The considered immersive viewing application, in all of its complexity, offers valuable results for other fields of technol-ogy too including autonomous driving, rural network connectivity and remote surgery, to mention a few. The algorithms, system design solutions, and performance evaluation frameworks that Tölli and his team innovate, will be able to direct cellular operators, telecommunication research organizations, equipment vendors, and mobile software companies, among others, towards affordable future solutions beyond 5G.
Industry relevance of the solutions is highlighted in an on-going project with Nokia Bell Labs with funding from Finnish Research Impact Foundation. “The goal is to validate selected technical solutions in the early phase of 6G system development, through proof-of-concept systems and demonstrations, jointly with our industry partner,” Tölli says.

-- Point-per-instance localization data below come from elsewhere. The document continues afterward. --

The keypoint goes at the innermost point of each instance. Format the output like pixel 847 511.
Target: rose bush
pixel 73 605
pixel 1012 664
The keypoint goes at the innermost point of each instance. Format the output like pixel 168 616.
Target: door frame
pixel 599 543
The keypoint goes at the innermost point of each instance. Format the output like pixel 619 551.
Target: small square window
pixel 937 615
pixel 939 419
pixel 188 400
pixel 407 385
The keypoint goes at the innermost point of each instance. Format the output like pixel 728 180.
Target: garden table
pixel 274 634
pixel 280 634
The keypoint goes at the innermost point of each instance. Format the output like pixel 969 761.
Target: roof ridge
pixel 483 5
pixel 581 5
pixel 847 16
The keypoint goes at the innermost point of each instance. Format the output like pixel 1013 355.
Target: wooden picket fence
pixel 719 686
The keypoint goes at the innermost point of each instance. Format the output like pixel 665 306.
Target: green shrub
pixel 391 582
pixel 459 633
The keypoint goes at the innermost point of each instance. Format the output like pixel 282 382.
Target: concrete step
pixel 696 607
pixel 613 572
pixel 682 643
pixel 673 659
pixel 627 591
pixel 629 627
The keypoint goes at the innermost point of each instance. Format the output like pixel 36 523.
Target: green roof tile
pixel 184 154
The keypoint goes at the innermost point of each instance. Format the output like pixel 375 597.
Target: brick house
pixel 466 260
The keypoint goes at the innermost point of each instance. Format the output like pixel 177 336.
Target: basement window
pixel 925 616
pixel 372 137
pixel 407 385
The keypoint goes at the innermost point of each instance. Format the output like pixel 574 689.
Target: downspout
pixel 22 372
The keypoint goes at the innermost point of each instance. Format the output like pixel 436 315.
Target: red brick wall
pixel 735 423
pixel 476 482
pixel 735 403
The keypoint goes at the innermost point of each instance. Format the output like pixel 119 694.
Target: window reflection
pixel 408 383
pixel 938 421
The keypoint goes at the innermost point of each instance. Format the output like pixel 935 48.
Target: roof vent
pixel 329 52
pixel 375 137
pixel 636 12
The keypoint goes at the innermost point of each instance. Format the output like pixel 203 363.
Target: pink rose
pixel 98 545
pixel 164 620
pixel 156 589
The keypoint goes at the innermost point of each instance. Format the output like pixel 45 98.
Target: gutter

Although he immerses himself into the challenges of virtual content delivery during working hours, Tölli has managed to keep his home and three sons detached from virtual worlds. As a fervent outdoor enthusiast, he is not likely to replace the real world with a digital twin soon, either. “Fresh air and Finnish forests are much too compelling and hard to replicate,” Tölli notes. “My ultimate immersion happens in the middle of nowhere - with my feet on pedals or skis."
Antti Tölli graduated with a doctoral degree in 2008. In his research, he focuses especially on multiant-enna communications and related signal processing challenges. He has also accumulated strong experience in industry.